# Endomorphisms and automorphisms

### Endomorphism

An *endomorphism* is a morphism that has the same source
and target object.

For an object \( A \) in category \( \cat{C} \) the set of endomorphisms of \( A \) are all morphisms in \( \cathom{C}(A, A) \), which is denoted as \( \mathrm{End_C}(A) \).

### Automorphism

An *automorphism* is a morphism that has the same source
and target object *and* is isomorphic (i.e. is an isomorphism).

For an object \( A \) in category \( \cat{C} \), the set of automorphisms for \( A \) is denoted as \( \mathrm{Aut_C}(A) \). \( \mathrm{Aut_C}(A) \) is a subset of \( \mathrm{End_C}(A) \).

### Example

### Groups and automorphisms

For an object \( A \) in category \( \cat{C} \), all morphisms in \( \mathrm{Aut_C}(A) \) enjoy the property of being isomorphic. This, along with the usual properties of morphisms allows us to collect the following set of propositions related to composing elements of \( \mathrm{Aut_C}(A) \):

- closed under composition
- For any \( f, g \in \mathrm{Aut_C}(A) \), \( f \, g \in \mathrm{Aut_C}(A) \).
- composition is associative
- For any \( f, g, h \in \mathrm{Aut_C}(A) \), \( (f \, g) h = f (g \, h) \).
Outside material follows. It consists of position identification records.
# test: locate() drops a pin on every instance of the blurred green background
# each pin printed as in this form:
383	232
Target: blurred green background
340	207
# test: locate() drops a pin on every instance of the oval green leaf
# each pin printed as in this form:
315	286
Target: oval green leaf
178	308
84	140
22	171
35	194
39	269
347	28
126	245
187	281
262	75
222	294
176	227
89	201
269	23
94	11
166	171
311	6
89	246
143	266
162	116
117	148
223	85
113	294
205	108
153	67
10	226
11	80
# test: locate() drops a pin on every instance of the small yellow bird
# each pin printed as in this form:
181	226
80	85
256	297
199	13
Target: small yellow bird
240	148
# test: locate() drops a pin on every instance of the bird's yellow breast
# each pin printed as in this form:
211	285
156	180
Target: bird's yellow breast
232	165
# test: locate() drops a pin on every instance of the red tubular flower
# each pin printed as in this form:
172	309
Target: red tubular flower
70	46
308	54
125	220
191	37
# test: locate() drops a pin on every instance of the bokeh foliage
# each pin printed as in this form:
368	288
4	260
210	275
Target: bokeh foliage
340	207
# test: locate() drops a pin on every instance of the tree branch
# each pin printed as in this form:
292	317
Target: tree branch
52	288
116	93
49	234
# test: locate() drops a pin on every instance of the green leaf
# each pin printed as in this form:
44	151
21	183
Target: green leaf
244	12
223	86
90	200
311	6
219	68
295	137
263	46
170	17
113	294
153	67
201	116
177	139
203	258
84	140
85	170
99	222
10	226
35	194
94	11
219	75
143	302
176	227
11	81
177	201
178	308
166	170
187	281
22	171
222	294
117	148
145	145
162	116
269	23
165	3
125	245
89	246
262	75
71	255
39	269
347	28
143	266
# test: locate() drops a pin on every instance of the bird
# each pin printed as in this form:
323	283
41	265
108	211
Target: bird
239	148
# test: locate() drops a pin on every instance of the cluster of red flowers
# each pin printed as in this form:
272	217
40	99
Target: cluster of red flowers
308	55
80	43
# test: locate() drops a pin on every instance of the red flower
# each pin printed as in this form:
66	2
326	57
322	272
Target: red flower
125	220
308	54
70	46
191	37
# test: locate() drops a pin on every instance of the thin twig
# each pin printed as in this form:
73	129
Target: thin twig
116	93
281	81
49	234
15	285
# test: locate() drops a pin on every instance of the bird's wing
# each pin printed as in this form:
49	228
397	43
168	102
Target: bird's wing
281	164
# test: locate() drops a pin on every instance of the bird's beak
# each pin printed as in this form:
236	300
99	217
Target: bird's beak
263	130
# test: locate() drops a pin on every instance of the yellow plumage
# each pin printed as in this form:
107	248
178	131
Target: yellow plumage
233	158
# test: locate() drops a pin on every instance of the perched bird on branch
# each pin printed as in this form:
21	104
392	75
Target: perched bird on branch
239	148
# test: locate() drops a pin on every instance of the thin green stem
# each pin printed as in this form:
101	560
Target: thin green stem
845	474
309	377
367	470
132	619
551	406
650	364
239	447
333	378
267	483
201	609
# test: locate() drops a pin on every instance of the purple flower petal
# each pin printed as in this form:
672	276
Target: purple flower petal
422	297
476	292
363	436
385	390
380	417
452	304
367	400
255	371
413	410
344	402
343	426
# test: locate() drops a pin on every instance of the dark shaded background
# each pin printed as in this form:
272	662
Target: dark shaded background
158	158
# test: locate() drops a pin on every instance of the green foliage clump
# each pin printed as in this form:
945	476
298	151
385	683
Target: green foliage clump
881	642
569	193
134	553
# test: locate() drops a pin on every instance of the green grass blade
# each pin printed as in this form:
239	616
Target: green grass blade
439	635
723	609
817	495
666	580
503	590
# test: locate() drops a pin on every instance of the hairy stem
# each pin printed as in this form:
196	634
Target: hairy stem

This is a direct property of morphisms.
- identity element under composition
- \( 1_A \) is isomorphic, so it must be in \( \mathrm{Aut_C}(A) \).
- inverse under composition
- any \( f \in \mathrm{Aut_C}(A) \) has an inverse \( f^{-1} \in \mathrm{Aut_C}(A) \).

In other words, \( \mathrm{Aut_C}(A) \) is a group!